Je voudrais partager avec la communauté HSCO et plus largement avec la communauté des historiens un document que j’ai découvert aux Archives du Service historique de la Défense nationale, coté GR 28 P 9 8586. Il s’agit de la transmission  au BCRA de Londres d’un compte-rendu de la conférence de presse à Vichy le 13 décembre 1942 tenue par un Pierre Laval suivi de son état-major de la Censure. Celui-ci y commémora son éviction du pouvoir fin 1940, mais dans un contexte inversé. Juste avant, le 9 novembre 1942, il s’était rendu à Berchtesgaden auprès d’Hitler, et le 19 décembre suivant à la « Taverne du Loup » en Prusse Orientale. Mais « Vichy » n’existait plus vraiment après l’ouverture d’un « Second Front » en Afrique du nord le 8 novembre, la fin de l’Armistice le 11, le sabordage de la Flotte le 27, puis l’émergence d’un « Commissariat général d’Afrique française » le 7 décembre à Alger.

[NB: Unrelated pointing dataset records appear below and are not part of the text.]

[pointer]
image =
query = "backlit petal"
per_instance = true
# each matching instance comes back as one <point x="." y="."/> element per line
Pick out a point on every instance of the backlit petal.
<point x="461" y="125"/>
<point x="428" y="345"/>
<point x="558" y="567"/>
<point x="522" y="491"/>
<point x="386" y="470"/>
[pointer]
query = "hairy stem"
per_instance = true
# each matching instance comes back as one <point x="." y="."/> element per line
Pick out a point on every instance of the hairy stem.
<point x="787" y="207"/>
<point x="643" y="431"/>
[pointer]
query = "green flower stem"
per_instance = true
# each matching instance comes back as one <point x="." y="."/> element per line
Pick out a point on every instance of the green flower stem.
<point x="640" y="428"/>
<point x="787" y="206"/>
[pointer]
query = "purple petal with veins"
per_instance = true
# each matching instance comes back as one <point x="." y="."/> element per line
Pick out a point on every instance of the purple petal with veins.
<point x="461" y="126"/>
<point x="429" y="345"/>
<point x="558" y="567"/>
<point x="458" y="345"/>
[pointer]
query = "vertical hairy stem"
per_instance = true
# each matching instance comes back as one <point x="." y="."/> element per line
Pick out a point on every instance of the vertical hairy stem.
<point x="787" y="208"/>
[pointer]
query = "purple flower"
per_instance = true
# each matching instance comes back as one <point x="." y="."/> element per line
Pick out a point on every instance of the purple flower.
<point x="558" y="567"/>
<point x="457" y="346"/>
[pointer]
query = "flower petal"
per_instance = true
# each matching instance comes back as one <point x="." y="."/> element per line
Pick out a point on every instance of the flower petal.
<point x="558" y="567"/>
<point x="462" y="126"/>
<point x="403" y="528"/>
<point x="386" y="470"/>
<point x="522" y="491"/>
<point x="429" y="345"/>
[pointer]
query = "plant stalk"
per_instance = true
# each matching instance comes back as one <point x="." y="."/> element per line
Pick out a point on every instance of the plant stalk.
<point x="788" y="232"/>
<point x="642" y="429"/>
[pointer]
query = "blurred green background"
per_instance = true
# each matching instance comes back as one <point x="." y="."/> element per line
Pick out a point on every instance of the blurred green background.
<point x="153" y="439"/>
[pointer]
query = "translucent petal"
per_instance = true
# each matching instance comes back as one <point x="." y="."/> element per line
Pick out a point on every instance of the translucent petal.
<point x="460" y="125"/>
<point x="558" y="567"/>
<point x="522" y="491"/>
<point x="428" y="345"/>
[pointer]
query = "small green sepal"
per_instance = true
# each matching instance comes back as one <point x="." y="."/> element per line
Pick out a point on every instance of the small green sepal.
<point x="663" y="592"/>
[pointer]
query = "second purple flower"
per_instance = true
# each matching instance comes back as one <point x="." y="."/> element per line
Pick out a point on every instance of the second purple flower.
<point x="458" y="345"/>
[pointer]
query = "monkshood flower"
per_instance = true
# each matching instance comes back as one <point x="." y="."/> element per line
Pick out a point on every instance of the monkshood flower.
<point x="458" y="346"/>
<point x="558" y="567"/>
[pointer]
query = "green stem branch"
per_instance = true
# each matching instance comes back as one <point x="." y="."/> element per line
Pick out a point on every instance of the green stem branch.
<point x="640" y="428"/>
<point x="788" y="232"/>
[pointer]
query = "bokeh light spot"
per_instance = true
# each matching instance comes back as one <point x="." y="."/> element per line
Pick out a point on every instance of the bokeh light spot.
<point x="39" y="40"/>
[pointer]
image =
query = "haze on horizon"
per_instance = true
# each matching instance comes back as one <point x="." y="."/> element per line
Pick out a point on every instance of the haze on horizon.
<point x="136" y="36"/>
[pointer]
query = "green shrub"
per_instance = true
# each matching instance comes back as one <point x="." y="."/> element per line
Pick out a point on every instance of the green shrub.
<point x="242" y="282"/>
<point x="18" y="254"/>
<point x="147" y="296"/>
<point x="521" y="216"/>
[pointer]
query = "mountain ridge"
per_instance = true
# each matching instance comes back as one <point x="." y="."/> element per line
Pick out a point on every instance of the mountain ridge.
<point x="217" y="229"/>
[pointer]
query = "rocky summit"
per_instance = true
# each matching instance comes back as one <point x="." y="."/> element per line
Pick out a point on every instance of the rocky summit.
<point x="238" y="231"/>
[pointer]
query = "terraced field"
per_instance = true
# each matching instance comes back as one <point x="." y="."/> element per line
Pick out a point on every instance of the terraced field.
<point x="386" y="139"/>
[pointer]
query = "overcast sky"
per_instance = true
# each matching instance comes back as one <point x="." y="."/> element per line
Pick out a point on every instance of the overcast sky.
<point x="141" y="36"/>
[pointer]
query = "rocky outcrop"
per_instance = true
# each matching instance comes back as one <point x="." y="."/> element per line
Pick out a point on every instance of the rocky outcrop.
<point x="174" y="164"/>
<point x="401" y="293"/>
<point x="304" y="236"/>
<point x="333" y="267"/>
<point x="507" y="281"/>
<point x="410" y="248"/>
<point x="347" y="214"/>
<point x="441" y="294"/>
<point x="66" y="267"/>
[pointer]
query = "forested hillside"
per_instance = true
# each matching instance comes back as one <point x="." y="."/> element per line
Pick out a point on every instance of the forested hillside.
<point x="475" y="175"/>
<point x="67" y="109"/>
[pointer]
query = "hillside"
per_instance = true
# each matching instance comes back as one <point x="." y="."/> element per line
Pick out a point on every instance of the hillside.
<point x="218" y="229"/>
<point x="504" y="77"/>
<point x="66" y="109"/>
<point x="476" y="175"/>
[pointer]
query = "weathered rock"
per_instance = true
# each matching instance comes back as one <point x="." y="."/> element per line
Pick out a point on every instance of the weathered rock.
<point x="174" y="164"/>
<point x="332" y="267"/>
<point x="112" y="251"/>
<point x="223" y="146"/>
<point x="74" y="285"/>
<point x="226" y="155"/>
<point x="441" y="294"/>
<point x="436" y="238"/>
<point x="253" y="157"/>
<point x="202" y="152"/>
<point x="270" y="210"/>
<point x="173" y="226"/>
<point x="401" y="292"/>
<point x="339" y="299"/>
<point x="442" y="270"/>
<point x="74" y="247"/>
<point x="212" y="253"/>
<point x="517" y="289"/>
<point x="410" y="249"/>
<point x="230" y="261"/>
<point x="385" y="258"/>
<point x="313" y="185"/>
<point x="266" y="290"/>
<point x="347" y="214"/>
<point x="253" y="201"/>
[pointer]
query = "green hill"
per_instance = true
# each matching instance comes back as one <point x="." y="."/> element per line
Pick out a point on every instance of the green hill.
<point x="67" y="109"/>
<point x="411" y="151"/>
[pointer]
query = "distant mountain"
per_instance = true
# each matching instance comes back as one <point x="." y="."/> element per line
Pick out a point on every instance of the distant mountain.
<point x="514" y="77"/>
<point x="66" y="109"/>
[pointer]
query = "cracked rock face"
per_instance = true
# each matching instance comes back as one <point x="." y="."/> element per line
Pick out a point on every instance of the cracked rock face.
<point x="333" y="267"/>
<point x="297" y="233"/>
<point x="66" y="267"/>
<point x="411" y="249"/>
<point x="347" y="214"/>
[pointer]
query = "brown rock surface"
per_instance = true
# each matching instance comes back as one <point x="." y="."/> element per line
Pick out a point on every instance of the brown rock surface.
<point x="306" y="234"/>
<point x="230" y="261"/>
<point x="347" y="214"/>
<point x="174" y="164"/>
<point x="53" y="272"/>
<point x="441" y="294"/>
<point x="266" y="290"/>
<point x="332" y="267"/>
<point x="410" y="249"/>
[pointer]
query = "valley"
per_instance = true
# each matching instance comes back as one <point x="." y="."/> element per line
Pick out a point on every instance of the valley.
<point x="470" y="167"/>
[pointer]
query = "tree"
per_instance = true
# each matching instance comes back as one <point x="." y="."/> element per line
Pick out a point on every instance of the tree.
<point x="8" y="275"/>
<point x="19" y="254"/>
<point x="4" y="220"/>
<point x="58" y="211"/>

Lire et télécharger l’intégralité du compte-rendu de la conférence de presse => Verbatim_Laval_13_dec_1942__GR28P98586_v3_Vdef

Ces propos du « nouveau Laval » (sic) sont confirmés dans le condensé autorisé de deux quotidiens de zone nord présentés en complément. Ils désignent nettement tous « les ennemis » de son gouvernat contrôlé : la dissidence, la résistance et les Alliés, mais aussi, pour la première fois, Laval déclame son antijudaïsme pro-hitlérien :

  • dans deux grands quotidiens de la zone Nord :

  • dans un grand quotidien de la zone Sud :

L’importance de l’événement présenté ici aux lecteurs d’HSCO se trouve enfin confirmée dans cet extrait du Journal tenu pendant les faits par un homme de confiance de Pierre Laval dans les milieux économiques, Pierre Nicolle (MB). En voici le passage concerné.

Pierre Nicolle, Cinquante mois d’Armistice. Vichy, 2 juillet 1940-26 août 1944. Journal d’un témoin, Paris, Éditions André Bonne, 1947, Tome 2, p. 76-78, décembre 1942.

« * Dimanche 13 décembre. — Le président Laval, après m’avoir demandé certains renseignements complémentaires au sujet de la note que je lui avais remise la veille, m’a annoncé la décision qu’il avait prise de procéder à la réquisition des ouvriers en zone libre pour la relève des prisonniers. Deux cent quinze mille ouvriers sont partis depuis juillet, la zone libre en a fourni six mille ; ce déséquilibre dans le sacrifice exigé de tous les Français n’est plus tolérable. La réquisition est facilitée dorénavant, les États-Unis ayant rompu les relations diplomatiques, ne peuvent plus considérer la réquisition de la main-d’œuvre française à destination de l’Allemagne comme un geste inamical.

Le Président ne m’a pas caché qu’il est absolument décidé à agir avec autorité et fermeté et prêt à balayer tous les obstacles qui se dresseront devant lui. Le Maréchal représente aujourd’hui le symbole de l’unité ; le chef du gouvernement ne craint pas la bataille et est décidé à la livrer quelle que soit l’opinion publique. Il a déjà procédé à de nombreuses mesures de police ; ce n’est qu’un commencement ; il entend porter le fer rouge dans l’administration, aussi bien dans les ministères que dans les préfectures ; il se rend compte du désir que le pays a de se sentir gouverné et du danger que représente l’anarchie grandissante. Le président Laval, en complet accord avec le Maréchal, est décidé à se maintenir au pouvoir pour barrer la route au danger communiste. Il m’a fait connaître la teneur de la correspondance échangée avec le ministre des Affaires étrangères du Reich ; il s’apprête avec calme et optimisme à se rendre en Allemagne pour rencontrer Hitler.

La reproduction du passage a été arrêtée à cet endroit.